I want to know how to set arguments of optimizer() when loading a pretrained net with its gradient fix to a new net. My understanding that I should assign only the remaining other subset of a new_net to optimizer first argument. Assume that the pretrained net is a subset of a new net.
Here is a example;
pretrained_net = PretrainedNet
new_net = NewNet
set grad of pretrained_net fix
for param in pretrined_net.parameters()
param.requires_grad = False
#Copy pretrained_net state_dict to a new_net state_dict with others remaining same in new_net state_dict.
pretrained_dict = pretrained_net.state_dict()
Assume that I know the remaining other subset of the new_net includes;
a = pytorch.nn.aaa()
b = pytorc.nn.bbb()
c = pytorch.nn.(ccc()
When I tried to set up optimizer
optimizer = Adam([a.parameters(), b.parameters(), c.parameters()])
I got TypeError: optimizer can only optimize Variables, but one of the params is Module.parameters.
What is the right coding for optimizer? Thank you for any help in advance.

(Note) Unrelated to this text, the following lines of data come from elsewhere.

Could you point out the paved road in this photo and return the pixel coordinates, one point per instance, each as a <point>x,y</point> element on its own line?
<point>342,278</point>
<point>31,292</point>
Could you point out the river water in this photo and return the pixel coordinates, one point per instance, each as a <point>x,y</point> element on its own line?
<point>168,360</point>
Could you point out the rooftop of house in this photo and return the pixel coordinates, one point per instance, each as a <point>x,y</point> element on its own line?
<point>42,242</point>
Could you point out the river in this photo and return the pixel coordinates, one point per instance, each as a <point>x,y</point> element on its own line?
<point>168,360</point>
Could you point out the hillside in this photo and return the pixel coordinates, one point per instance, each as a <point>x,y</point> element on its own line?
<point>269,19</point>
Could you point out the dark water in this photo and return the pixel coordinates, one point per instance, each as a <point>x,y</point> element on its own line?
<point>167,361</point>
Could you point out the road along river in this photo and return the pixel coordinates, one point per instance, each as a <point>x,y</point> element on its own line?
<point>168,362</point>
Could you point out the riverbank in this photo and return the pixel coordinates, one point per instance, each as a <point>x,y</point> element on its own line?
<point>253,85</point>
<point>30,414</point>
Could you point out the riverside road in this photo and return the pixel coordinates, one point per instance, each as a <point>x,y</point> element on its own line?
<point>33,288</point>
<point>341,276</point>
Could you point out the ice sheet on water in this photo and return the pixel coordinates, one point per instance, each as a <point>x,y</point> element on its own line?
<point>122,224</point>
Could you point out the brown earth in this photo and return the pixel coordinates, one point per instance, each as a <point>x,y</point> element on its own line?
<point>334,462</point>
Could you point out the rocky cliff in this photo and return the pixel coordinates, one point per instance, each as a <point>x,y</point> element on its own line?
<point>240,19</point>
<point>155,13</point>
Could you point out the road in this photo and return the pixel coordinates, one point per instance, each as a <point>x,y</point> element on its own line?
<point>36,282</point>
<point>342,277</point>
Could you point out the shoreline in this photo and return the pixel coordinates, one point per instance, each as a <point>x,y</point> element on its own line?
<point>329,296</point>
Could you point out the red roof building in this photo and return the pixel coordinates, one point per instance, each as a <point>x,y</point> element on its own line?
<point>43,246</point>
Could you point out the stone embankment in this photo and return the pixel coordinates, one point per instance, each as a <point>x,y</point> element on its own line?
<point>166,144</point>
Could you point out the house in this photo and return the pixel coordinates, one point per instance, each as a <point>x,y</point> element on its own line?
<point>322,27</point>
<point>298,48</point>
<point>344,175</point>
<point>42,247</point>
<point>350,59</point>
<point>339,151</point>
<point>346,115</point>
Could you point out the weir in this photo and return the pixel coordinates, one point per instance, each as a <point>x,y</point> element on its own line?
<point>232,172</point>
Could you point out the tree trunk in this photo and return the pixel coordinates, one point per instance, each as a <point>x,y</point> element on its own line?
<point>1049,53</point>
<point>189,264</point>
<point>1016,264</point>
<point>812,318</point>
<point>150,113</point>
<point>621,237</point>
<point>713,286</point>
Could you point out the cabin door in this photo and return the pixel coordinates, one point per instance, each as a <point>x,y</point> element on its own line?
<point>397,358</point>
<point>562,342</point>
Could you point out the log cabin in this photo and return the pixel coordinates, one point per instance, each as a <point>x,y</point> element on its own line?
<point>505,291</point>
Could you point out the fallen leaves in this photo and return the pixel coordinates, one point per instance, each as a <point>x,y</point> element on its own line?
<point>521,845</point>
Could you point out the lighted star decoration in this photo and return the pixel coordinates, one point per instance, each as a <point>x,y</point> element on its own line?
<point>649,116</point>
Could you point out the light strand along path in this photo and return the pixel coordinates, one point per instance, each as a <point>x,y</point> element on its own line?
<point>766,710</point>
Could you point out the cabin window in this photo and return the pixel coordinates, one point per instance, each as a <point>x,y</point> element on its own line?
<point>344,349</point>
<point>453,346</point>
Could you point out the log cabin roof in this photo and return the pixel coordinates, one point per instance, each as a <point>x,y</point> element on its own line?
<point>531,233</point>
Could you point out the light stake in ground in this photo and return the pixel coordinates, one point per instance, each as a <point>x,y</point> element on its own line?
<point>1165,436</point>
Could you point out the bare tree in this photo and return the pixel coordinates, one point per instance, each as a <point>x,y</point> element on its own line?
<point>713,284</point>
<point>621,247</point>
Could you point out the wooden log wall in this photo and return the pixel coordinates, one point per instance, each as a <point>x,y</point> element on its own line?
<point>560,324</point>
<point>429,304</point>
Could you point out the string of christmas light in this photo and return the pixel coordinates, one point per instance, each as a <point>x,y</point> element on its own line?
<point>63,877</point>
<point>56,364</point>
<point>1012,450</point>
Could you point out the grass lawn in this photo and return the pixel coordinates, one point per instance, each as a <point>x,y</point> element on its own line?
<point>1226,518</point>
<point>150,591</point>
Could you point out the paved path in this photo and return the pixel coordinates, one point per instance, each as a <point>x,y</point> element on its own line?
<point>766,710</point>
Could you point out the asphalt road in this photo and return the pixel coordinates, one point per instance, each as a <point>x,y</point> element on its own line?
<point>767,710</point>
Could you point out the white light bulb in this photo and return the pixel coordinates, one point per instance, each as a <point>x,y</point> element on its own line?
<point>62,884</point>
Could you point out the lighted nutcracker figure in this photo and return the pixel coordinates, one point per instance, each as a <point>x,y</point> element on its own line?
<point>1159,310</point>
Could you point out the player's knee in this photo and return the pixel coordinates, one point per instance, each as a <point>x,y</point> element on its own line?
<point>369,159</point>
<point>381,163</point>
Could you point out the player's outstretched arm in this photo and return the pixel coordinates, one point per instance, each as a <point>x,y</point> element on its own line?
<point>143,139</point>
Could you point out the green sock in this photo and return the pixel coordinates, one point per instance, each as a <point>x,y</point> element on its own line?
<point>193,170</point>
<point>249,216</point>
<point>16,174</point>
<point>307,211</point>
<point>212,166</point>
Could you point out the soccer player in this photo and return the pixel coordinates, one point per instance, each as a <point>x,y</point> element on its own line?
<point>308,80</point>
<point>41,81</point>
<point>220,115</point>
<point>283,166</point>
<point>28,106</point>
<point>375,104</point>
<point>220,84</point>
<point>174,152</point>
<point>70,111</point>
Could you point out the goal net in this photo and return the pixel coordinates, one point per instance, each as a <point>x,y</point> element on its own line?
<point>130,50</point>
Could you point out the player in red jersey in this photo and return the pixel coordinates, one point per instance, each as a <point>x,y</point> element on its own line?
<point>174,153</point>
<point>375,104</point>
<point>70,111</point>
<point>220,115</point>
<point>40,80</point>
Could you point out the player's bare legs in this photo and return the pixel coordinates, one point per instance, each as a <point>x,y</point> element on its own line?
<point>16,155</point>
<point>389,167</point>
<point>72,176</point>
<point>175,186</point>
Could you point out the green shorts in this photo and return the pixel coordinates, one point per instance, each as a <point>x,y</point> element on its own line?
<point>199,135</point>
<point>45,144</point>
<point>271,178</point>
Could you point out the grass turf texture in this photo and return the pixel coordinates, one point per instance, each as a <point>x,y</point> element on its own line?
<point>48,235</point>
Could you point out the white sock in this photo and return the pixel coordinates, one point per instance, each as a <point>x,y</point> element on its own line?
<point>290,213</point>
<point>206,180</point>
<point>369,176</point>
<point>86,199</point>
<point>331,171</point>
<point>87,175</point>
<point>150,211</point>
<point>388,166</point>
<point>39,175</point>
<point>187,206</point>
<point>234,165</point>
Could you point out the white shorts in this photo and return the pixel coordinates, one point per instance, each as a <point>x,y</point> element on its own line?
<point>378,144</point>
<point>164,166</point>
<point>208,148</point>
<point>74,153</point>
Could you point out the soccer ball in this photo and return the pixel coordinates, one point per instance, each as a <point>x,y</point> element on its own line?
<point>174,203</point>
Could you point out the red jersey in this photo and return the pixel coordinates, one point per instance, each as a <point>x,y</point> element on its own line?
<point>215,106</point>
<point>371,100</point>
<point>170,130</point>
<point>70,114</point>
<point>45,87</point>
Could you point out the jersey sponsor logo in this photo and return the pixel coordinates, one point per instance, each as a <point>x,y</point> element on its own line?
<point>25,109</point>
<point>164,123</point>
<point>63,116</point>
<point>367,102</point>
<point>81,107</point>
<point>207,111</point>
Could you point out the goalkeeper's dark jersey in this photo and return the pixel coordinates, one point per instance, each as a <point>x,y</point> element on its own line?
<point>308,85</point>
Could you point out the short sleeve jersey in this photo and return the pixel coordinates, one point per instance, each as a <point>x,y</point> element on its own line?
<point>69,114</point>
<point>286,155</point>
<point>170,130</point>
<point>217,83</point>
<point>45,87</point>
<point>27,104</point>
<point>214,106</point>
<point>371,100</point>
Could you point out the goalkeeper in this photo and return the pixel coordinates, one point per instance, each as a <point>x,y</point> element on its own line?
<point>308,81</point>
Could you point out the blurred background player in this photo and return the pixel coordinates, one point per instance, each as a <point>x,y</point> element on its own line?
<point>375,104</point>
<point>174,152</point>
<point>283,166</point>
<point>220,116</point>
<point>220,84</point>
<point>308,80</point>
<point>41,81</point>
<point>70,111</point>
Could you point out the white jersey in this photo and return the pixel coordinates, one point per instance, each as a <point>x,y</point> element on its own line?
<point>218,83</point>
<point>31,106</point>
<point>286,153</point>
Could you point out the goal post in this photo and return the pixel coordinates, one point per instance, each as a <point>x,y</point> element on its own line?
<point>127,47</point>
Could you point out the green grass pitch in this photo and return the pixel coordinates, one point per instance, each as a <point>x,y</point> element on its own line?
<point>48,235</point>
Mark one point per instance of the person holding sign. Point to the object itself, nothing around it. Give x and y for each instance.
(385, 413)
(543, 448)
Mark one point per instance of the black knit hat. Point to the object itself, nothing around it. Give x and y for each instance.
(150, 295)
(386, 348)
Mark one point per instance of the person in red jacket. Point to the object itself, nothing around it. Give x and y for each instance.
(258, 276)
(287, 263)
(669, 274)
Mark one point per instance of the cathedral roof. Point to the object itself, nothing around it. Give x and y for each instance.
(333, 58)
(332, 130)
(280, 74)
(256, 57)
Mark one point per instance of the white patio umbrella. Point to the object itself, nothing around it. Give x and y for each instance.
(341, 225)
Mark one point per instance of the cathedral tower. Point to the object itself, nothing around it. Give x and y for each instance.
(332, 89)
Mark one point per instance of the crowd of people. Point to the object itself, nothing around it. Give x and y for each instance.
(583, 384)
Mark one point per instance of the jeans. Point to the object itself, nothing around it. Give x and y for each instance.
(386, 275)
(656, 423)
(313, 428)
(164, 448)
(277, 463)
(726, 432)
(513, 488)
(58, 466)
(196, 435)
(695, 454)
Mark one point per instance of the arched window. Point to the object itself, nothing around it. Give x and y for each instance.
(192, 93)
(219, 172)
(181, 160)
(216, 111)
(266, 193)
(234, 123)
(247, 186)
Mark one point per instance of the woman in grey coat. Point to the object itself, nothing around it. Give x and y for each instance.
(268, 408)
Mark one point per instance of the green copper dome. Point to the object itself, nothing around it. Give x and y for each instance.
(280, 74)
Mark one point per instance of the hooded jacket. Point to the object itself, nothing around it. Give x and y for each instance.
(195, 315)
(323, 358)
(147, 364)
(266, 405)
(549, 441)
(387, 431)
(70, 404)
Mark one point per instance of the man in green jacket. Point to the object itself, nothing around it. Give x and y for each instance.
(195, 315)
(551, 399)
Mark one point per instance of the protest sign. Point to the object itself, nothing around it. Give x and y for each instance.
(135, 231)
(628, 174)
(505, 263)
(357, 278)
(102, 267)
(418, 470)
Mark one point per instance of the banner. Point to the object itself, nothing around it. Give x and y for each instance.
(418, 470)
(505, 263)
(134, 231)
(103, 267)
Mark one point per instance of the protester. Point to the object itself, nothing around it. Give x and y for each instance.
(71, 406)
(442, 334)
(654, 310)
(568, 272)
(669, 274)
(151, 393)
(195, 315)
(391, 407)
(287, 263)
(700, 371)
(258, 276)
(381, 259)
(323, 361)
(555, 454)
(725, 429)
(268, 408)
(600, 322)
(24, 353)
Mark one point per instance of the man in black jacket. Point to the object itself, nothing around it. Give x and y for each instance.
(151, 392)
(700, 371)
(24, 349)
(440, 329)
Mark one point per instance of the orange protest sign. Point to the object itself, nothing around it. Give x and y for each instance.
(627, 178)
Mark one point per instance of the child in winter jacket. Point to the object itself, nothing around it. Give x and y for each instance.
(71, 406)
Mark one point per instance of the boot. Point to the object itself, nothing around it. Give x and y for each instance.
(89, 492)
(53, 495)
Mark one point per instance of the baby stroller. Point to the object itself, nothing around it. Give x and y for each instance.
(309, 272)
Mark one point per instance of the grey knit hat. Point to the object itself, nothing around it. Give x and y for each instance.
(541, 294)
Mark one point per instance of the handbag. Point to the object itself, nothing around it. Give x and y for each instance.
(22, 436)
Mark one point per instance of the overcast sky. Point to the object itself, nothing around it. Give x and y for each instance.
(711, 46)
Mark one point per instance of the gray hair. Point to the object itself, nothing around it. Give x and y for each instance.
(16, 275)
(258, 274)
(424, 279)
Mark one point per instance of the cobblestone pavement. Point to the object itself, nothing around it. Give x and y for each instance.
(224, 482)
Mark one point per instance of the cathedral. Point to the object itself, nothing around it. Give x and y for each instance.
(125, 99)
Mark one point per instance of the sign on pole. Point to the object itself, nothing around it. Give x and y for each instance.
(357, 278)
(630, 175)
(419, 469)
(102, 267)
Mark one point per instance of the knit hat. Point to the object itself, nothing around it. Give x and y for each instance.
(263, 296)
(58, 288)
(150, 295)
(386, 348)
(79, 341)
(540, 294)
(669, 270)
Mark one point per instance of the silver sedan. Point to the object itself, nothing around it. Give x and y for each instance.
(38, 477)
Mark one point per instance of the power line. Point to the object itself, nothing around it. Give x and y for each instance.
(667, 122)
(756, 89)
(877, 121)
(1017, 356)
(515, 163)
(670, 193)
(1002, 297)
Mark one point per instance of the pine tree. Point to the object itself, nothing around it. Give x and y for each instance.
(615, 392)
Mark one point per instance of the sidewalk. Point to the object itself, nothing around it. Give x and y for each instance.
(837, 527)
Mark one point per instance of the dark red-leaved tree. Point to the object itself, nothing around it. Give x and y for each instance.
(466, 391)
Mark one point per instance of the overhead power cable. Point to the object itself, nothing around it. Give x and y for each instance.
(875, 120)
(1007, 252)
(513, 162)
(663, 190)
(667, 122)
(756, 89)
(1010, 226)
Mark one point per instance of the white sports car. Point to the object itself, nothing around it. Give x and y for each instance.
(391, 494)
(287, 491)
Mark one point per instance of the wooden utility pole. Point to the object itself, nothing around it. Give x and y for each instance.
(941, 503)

However, the nets coming from pretrained_model turns out to be requires_grad = True in the new_net although I already set those nets to be requires_grad = True explicitly. It is because copying pretrained_net state_dict to a new_net state_dict with others remaining same in new_net state_dict looks not preserving grad status and initializes the nest to default, True. What is the right way to set the only nets coming from the pretrained_model to be requires_grad = False after copying their state_dict to a new_net state_dict?
I don’t come up with any good idea at this moment, though, how about making NewNet handle PretrainedNet as its one layer like nn.Conv2d and nn.Linear?
Then it will be easier to load weights and change requires_grad. I’m not sure this is good but I paste a toy snippet below.
def __init__(self, **kwargs):
self.pretrained = PretrainedNet()
# register layers unique to NewNet below.
def forward(self, x, **kwargs):
# forward computation
new_net = NewNet()
pretrained_net_state_dict = torch.load(path/to/state_dict) # or PretrainedNet()
new_net.pretrained.requires_grad = False
Again, I’m not confident with if this works well for you. But I hope this helps.